Dissolving the bond
If love makes the world go ‘round, then a lack of credit can stop it on a dime. Private loans to local and state governments are drying up faster than the tax revenues that would be used to repay them, and at least two state governments, California and Massachusetts, are standing at the doorstep of the U.S. Treasury in case they can’t secure loans elsewhere to keep operating.
Looming in the background of the current credit crisis is another financial problem that, if not addressed, could prove just as detrimental to communities’ ability to raise funds by issuing bonds. A provider of municipal bond disclosure data studied the issuers and firms responsible for repayment and found a significant number of them failed to file annual disclosures, and a growing number filed them late. Ft. Lee, N.J.-based DPC Data, one of four such Securities and Exchange Commission-designated organizations, reviewed disclosure practices of more than 35,000 bonds issued between 1995 and 2005 that were subject to secondary market disclosure practices. It found that investors (most of whom are individuals) who hold the $2.6 trillion in outstanding municipal bond debt often do not have access to current information on changes that might be of concern, for example a possible credit rating agency downgrade.
The study said that 76 percent of the delinquencies for one or more years were found in a handful of areas, including primary and secondary education, various government purposes, multi-family housing, single family housing, higher education, water and sewer, economic development and wastewater.
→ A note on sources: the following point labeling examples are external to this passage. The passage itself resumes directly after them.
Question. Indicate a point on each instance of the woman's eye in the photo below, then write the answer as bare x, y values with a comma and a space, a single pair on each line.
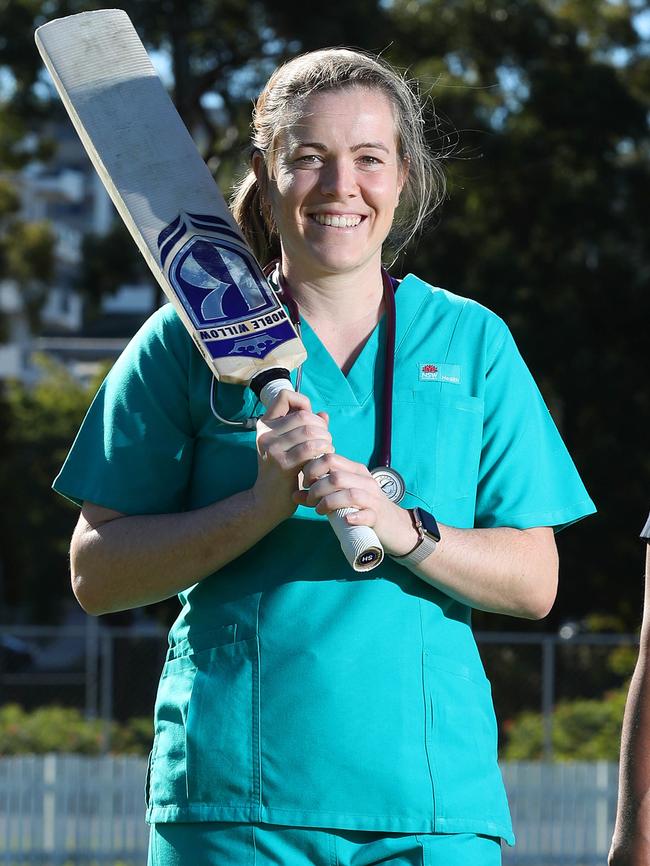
369, 160
308, 159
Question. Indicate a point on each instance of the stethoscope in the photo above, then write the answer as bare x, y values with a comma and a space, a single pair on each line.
389, 479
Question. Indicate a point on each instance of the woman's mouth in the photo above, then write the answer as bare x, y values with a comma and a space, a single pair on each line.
340, 221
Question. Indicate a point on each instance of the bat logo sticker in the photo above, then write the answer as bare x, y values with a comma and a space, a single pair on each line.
215, 278
253, 345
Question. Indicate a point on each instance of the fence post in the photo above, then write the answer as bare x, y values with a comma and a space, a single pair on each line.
49, 803
548, 693
106, 712
92, 658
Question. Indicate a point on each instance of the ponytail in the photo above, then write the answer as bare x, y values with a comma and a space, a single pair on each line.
254, 218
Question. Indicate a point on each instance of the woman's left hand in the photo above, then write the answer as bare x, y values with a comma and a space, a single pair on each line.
335, 482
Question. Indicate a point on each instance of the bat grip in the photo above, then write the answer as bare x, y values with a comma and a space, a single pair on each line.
359, 544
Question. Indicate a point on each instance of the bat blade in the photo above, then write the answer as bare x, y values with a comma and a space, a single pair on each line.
168, 200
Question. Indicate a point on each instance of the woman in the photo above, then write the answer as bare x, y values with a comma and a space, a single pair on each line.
306, 713
631, 841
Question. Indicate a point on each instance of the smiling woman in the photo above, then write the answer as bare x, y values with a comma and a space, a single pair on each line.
307, 714
335, 183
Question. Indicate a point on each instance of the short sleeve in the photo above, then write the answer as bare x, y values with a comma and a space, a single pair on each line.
526, 475
133, 452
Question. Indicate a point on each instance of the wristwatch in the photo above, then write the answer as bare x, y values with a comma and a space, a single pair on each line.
429, 536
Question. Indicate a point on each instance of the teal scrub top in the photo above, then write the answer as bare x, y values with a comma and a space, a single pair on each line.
295, 690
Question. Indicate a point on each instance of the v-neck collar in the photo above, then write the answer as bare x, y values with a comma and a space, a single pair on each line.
354, 389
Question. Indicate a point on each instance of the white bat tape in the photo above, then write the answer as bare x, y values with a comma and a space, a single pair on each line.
359, 544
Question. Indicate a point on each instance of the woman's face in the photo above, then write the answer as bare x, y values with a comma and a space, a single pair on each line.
336, 182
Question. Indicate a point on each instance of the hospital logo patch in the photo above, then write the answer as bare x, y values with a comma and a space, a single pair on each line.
440, 373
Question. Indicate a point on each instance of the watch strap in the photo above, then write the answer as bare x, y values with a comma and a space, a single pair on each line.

However, areas traditionally considered more risky, like single and multi-family housing, student loans and nursing homes, had a much higher percentage of non-compliance, considering that fewer of those bonds were issued. The study noted that the problem was found in all categories, including issue size, market sectors and geographic regions.
The fact that the disclosures are voluntary is perverse and unique in a financial world where secondary market disclosure is otherwise an obligation. “At a minimum, it is a breach of the fundamental principles of investor protection, suggesting hidden problems or potential fraud,” said Peter Schmitt, chief executive of DPC Data and the study’s author. He says about 54,000 municipal issuers have outstanding debt, and a little more than half of those issue debt about every two years.
Municipal bonds are frequently traded, and the people who trust their safety deserve more transparency from those who issue and repay them. An even more serious consequence of a cavalier attitude toward the buyer is the possibility of a loss of credibility in a wildly unstable financial world.
Today, considering the nervousness of investors, it will only take a few instances of local governments defaulting on their bonds to destabilize one of the remaining safe havens for money. Or, as banks and other lenders have discovered lately, just because you got away with it for years, doesn’t mean you won’t ultimately pay the price.